The industry standard historically has been to have one reporter for every 1,000 newspapers in daily circulation, according to blogger Allan Mutter, who writes "Reflections of a Newsosauer."

The Star circulation figures were published here a few months back, courtesy of the national Audit of Bureau Circulations latest 2006 figures: 258,947 daily average, 348,133 on Sunday and 231,985 for Saturday.

According to a newsroom source, there are about 200 employees in the newsroom, not counting top editors. This figure includes all those who work in various jobs in the various bureaus, magazines and special features such as -- reporters, designers, copy editors, photographers, etc.

Ryerson said he hopes the paper can improve in public reporting, which he calls "this critical area of our work."

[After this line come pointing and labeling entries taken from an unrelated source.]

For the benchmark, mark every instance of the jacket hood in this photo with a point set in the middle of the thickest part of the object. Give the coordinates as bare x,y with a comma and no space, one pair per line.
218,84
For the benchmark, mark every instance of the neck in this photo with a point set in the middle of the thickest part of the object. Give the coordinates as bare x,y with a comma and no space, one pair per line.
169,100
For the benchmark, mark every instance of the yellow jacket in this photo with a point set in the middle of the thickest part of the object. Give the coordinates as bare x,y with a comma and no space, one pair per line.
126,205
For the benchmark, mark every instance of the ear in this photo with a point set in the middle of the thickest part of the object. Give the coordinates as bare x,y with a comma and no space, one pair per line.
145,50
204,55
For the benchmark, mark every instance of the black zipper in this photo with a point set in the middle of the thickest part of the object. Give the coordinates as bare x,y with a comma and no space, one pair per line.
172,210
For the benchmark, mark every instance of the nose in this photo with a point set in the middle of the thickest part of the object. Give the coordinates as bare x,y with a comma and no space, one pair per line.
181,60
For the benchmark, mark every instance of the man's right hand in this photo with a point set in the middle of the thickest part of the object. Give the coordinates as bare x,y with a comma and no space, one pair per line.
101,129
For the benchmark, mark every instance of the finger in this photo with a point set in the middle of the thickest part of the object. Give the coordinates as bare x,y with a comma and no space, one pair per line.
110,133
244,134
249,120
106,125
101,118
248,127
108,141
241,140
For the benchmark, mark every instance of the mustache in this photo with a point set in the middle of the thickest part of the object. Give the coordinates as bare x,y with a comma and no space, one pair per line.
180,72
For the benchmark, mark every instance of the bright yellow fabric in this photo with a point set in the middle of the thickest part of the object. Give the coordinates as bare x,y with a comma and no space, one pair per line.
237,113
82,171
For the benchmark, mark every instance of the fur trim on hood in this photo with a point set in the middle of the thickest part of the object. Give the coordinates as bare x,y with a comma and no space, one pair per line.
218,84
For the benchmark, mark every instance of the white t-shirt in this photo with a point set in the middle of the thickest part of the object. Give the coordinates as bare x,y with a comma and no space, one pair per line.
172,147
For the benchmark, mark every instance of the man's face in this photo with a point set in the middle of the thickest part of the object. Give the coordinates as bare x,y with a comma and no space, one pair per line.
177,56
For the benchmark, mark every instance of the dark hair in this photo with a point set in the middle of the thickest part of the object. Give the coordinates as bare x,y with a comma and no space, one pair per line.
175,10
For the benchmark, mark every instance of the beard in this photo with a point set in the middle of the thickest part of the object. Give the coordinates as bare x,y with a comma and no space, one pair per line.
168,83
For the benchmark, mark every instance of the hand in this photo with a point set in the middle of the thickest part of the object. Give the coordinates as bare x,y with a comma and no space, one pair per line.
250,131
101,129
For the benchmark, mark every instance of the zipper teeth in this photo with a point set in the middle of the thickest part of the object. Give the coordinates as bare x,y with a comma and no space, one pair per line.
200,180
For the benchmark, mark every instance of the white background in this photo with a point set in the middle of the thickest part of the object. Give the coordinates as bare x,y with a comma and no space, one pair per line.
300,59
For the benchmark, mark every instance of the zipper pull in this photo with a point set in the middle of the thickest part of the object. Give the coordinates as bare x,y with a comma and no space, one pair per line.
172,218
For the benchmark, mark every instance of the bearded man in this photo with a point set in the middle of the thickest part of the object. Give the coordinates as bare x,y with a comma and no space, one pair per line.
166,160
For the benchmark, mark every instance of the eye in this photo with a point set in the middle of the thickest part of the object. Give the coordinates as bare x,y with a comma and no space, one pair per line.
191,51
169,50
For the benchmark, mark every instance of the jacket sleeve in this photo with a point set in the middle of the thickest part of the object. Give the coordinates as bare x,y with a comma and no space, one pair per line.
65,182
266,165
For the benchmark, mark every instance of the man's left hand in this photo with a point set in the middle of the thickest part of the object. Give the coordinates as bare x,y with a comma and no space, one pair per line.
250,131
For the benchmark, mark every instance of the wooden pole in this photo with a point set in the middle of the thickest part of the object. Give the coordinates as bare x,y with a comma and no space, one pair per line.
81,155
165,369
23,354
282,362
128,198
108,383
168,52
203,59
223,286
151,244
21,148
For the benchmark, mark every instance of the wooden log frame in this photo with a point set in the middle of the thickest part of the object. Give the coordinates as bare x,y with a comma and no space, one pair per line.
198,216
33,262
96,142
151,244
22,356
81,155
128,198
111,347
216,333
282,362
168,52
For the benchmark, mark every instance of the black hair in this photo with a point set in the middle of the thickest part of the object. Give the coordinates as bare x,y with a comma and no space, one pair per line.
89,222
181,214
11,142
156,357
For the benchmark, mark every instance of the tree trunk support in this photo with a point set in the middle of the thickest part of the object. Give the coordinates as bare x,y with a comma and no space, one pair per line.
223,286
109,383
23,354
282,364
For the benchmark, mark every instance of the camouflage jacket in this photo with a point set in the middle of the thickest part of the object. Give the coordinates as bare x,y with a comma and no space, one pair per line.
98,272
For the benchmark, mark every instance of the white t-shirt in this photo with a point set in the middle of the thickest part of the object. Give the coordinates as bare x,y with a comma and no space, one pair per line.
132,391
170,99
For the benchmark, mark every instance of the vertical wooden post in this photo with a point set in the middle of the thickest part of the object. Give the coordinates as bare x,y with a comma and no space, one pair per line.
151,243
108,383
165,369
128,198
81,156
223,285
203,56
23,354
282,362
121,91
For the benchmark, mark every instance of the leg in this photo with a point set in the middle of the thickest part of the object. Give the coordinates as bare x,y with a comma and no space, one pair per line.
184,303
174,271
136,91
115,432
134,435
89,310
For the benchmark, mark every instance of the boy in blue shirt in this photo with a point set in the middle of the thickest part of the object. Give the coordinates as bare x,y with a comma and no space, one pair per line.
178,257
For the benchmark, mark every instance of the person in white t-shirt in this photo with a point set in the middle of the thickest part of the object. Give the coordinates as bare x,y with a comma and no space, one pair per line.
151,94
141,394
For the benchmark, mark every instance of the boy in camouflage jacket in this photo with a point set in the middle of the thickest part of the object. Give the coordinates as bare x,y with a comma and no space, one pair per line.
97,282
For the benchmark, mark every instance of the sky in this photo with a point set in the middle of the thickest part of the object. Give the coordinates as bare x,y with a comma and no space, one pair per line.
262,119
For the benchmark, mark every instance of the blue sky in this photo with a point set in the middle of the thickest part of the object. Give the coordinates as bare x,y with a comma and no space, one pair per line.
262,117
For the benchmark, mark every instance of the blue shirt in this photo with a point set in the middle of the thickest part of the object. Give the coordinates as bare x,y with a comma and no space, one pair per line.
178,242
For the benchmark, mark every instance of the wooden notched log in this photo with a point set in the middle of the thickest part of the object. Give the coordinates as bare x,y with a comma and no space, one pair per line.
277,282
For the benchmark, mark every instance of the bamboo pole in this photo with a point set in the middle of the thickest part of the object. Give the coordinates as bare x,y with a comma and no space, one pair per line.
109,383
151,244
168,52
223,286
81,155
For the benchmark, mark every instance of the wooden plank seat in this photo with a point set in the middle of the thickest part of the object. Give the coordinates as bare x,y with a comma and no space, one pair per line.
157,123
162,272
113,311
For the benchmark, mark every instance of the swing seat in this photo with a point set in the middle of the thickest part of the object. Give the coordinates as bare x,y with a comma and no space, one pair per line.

A proven theory: retain veteran reporters, and allow them to do their jobs on traditional beats (cops, city hall, neighborhoods, schools, the arts, finance, business). Hire and encourage mavericks -- people who question authority and who refuse to be co-opted. Turn them loose, without a lot of nervous nellie editors and corporate grain-of-sand-counters getting in the way.

That, at least, is the sort of bold effort that once created newspapers that readers wanted to buy. Perhaps what changed is not so much readers as the newspaper execs' uncertainty about what is news (more entry points? more pix of kitties? more news you can use?). People will always want news. Newspapers simply have to return to writing it.

Or, to quote from a motto that once adorned desks in the Star newsroom: "Tell good stories."